Existing methods classify emotions independently, without considering that emotions can co-exist. Such approaches overlook potential ambiguities, in which multiple emotions overlap. However, emotions are not independent; a specific emotive expression can be associated with multiple emotions. Deep learning methods can learn meaningful associations between emotion classes and words automatically. I will describe an application of this approach used to capture public emotions and topics during COVID-19 in the UK.  In addition, existing techniques for detecting mental health issues from social media lack the ability to understand and model the mental states of speakers (mentalization) for complex mental state reasoning.  I will present methods which are mental state knowledge-aware for early stress and depression detection from social media, showing that mental state knowledge infusion can select aspects of the speakers’ mental states. Last, I will present the effect of gender in emotion detection, presenting solutions for measuring and mitigating gender bias in emotion detection.  

Short bio:

Professor Sophia Ananiadou, a Turing Fellow, is with the Department of Computer Science, School of Engineering at the University of Manchester.
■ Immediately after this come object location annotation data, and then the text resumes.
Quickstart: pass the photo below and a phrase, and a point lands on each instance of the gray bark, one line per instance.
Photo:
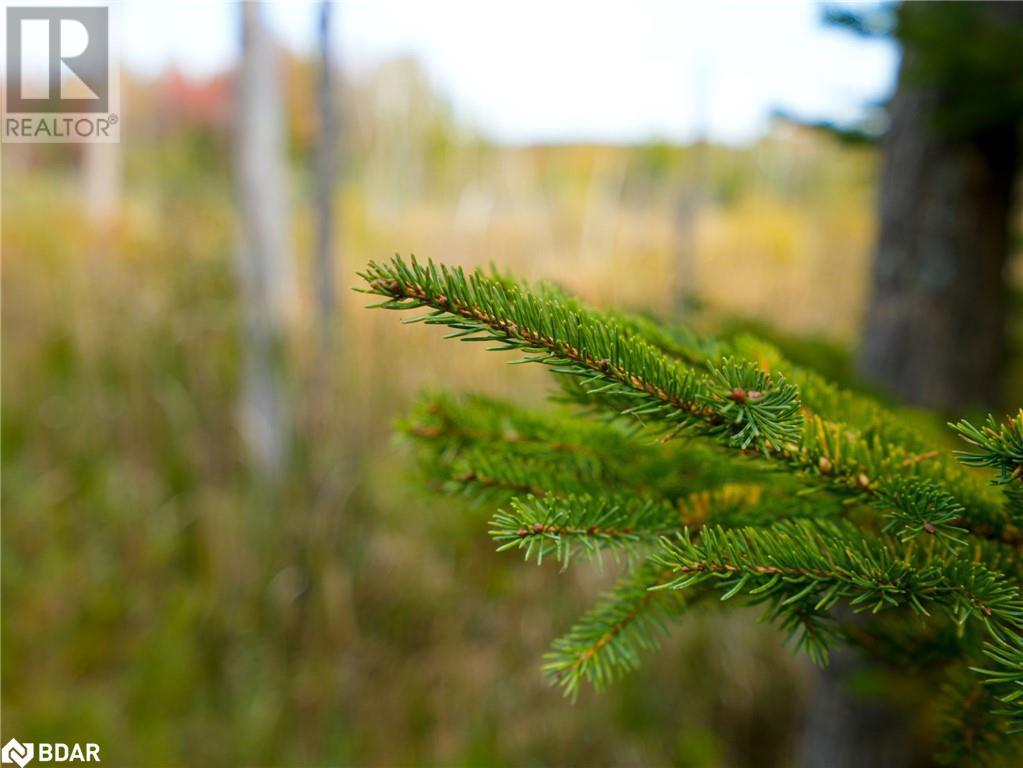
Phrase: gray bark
(263, 259)
(935, 326)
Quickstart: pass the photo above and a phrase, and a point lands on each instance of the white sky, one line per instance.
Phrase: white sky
(566, 70)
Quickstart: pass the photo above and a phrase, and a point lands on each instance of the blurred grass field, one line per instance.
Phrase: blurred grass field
(163, 600)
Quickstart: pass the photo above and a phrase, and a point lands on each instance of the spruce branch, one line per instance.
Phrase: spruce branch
(803, 569)
(916, 506)
(581, 343)
(585, 525)
(611, 638)
(997, 446)
(737, 402)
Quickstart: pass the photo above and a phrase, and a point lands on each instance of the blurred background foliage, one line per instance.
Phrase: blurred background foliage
(164, 599)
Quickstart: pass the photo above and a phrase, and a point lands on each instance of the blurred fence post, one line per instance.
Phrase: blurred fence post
(325, 175)
(264, 260)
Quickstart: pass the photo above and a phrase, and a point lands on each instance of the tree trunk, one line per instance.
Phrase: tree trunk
(935, 326)
(264, 265)
(845, 730)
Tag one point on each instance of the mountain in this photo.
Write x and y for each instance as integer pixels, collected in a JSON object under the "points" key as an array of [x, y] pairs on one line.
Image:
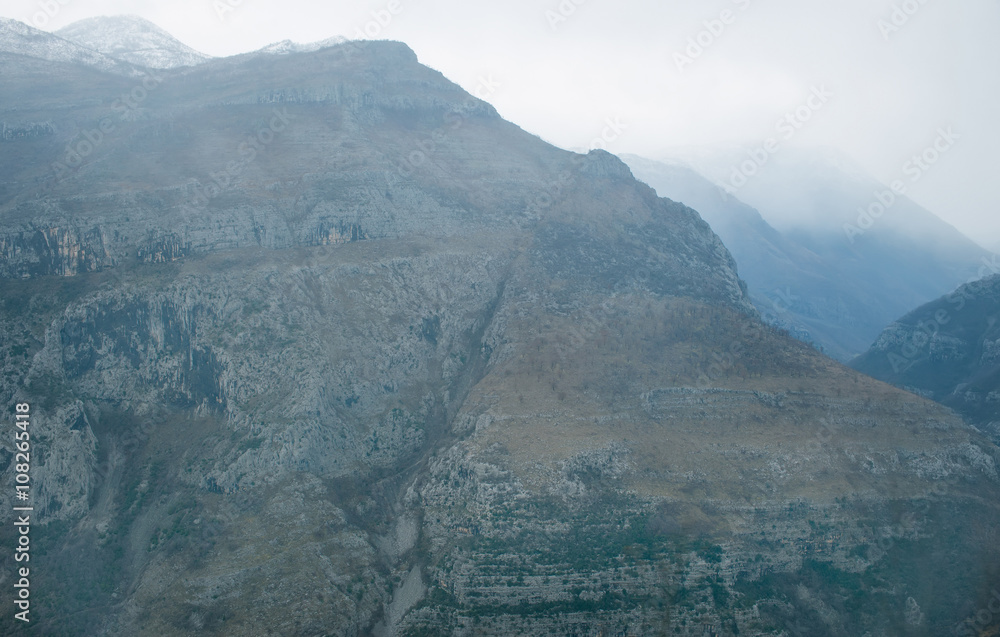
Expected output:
{"points": [[837, 288], [947, 350], [23, 41], [132, 39], [318, 343]]}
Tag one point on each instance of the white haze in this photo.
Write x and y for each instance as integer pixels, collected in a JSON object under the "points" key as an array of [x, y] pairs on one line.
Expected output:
{"points": [[615, 61]]}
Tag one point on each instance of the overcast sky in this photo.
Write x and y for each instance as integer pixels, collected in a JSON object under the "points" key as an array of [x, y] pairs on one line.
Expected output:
{"points": [[562, 68]]}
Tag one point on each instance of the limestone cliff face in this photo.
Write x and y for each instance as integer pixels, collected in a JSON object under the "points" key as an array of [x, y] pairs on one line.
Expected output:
{"points": [[411, 371]]}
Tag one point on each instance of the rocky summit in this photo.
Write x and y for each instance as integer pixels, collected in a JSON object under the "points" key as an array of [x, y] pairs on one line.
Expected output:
{"points": [[318, 344], [949, 351]]}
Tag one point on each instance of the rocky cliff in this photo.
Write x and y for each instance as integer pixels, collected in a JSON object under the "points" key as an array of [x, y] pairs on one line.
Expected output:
{"points": [[319, 344], [948, 351]]}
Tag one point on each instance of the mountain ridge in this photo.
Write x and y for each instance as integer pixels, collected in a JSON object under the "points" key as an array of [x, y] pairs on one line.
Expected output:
{"points": [[132, 39]]}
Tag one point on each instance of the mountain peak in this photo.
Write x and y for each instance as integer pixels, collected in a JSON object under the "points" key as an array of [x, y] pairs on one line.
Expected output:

She is the Director of  the National Centre for Text Mining (http://www.nactem.ac.uk/) and the Deputy Director of the Institute for Data Science and Artificial Intelligence at the University of Manchester. Prof. Ananiadou’s main contributions are in the area of text mining and natural language processing. She is director of The National Centre for Text Mining (NaCTeM) the first publicly funded centre of its type in the world. She is one of three of the prize awarded by UMIP in the Next Big Thing competition, to help with commercialisation of NaCTeM’s RobotAnalyst system, which can drastically reduce human analyst effort when undertaking systematic reviews. Her research has resulted in the publication of over 350 peer-reviewed publications in journals and conferences, and an overall H-Index of 51 (Google Scholar) with over 10,000 citations, placing her in the top 30 most cited scholars worldwide in text mining.

 

Keynote 2

Dr Madeline Balaam

Dr Madeline Balaam
KTH Royal Institute of Technology

Talk Title: “Invention from outside the mainstream”

Summary of talk:

For the last 15 years my research team have been designing, developing and deploying technologies that relate to intimate health, and women’s health topics. The early work that myself and my research team undertook sought to establish women’s health and women’s bodies as a place that has relevant research opportunities for the HCI and IxD community. We attempted to show how working within the context required new design methods; and to showcase the role that mobile technologies might play in helping to providing knowledge, skills and access to resources so urgently needed to reduce women’s health inequalities. It is within this background setting that I want to discuss how taking perspectives from the sidelines – in this case women’s health – can lead to opportunities for innovation and creativity. So often we look at designs and deployments outside of the mainstream as merely interesting applications of technology to a niche setting where the concern is doing good, to help, or to solve problems. In this talk, I will argue that engaging with issues outside the mainstream – such as women’s health and intimate health topics – can compel designers and engineers alike to also innovate on interaction techniques and technologies. To illustrate this argument I will draw on the current work of my research team to show how our understanding of intimacy and touch can transform current perspectives in haptics and shape changing technologies.

Short bio:

Madeline Balaam is an interaction design researcher working at the intersection of intimate health, the body and touch. She is an Associate Professor in Interaction Design at KTH Royal Institute of Technology, where she founded the Digital Women’s Health group at KTH which up until now has focused its attention on revolutionising the ways in which women’s bodies and women’s health issues are responded to by design and technology. She takes a feminist perspective to her research and brings with her a strong belief that design and technology can be used to make positive change in the world. Madeline has published her work extensively at ACM CHI and ACM DIS and has received five best paper awards from the venues over the last five years. Her work is funded by VR, SSF and Digital Futures and from September she will begin an ERC-funded project in ‘Intimate Touch: Designing for where technology meets the body”.